Morgan’s expertise in highly-engineered ceramic formulations and manufacturing processes has helped GE Energy Storage support the development of the Durathon chemistry. Each cell within the battery has to be hermetically sealed to guard against chemical leakage and then be connected to other cells in a module which is thermally insulated to ensure the temperature of its external surfaces remains within 10°C to 15°C of the ambient temperature. Preventing chemical leakage is of critical importance to the performance and service life of the battery.

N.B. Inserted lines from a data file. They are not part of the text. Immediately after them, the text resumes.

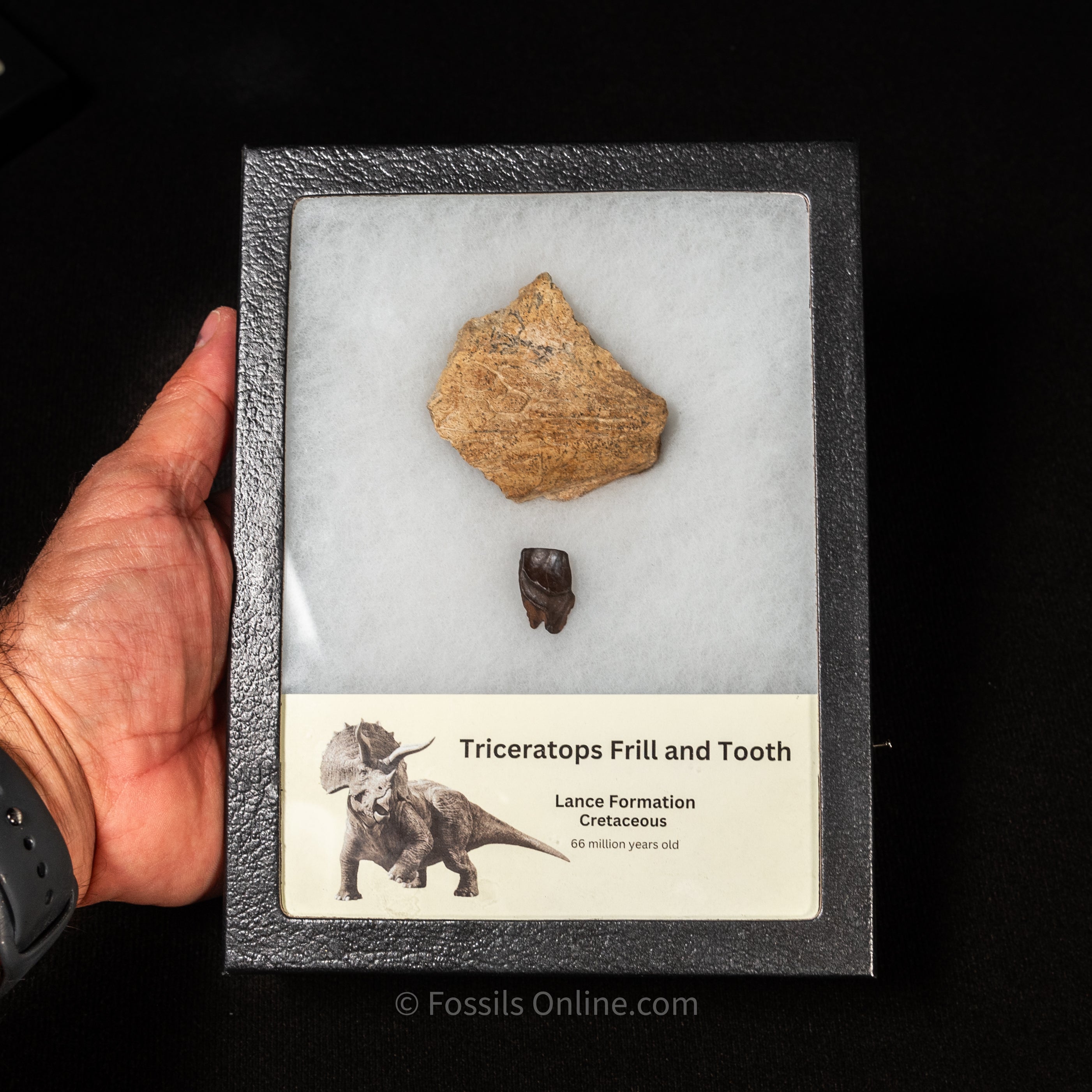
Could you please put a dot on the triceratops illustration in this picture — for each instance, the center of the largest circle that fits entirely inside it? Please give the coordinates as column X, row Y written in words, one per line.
column 406, row 826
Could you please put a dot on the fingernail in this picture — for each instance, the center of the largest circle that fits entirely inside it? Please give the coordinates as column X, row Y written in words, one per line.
column 209, row 329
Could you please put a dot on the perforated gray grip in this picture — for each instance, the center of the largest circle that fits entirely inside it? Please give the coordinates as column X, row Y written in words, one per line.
column 37, row 889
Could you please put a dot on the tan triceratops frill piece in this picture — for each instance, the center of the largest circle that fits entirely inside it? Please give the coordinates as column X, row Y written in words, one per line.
column 541, row 410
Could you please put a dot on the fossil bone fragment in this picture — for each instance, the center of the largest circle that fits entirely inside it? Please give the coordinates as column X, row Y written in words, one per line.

For the battery collars, therefore, Morgan recommended SintoxTM FA, a specially formulated aluminium oxide ceramic for its superior bonding strength, resistance to chemicals at elevated temperature, and electrical insulating properties.
Morgan supplies the ceramic collars which will have a metallised layer, which is used to bond them to the metal components within the battery. The metallising is specially formulated to create a strong hermetic bonding combination with the SintoxTM FA material which is chemically resistant to the corrosive environment within the cell structure, provides high strength and joint integrity for the lifetime of the battery.
Yannick Galais, commercial manager at Morgan Advanced Materials, commented: “We were delighted to partner with GE Energy Storage to help create the next generation of sodium metal halide batteries. Our application engineers and technical team have worked very closely with GE to provide a customised, specific solution to enable the battery to perform effectively in a temperature range between 260°C to 300°. This low temperature range allows GE to offer a cost-effective solution compared with other technologies operating at higher temperatures. Our SintoxTM FA material was specified for the battery collars due to its excellent bond strength and resistance to chemical attack, both vital factors for ensuring the batteries continue to perform consistently during their lifetime. This is particularly important where continuity of service is absolutely critical, such as in hospitals, while data centres need to be sure they can rely on a consistent source of energy supply for data protection reasons.”
Durathon Batteries provide more energy in half the space and a third of the weight as equivalent wet-cell lead acid batteries. They are a cost-effective, modular-based power solution to meet the needs of telecommunication offices, data centres and other industrial applications that require consistent energy supply. The building-block design of Durathon batteries allows customers to easily add more modules should demand for back-up power increase, without needing a complete system re-design or experiencing any interruption of service.
Mechanically stable at high temperatures and chemically inert, Morgan’s SintoxTM FA material ensures that Durathon batteries deliver a consistent supply of energy across a broad range of highly demanding applications.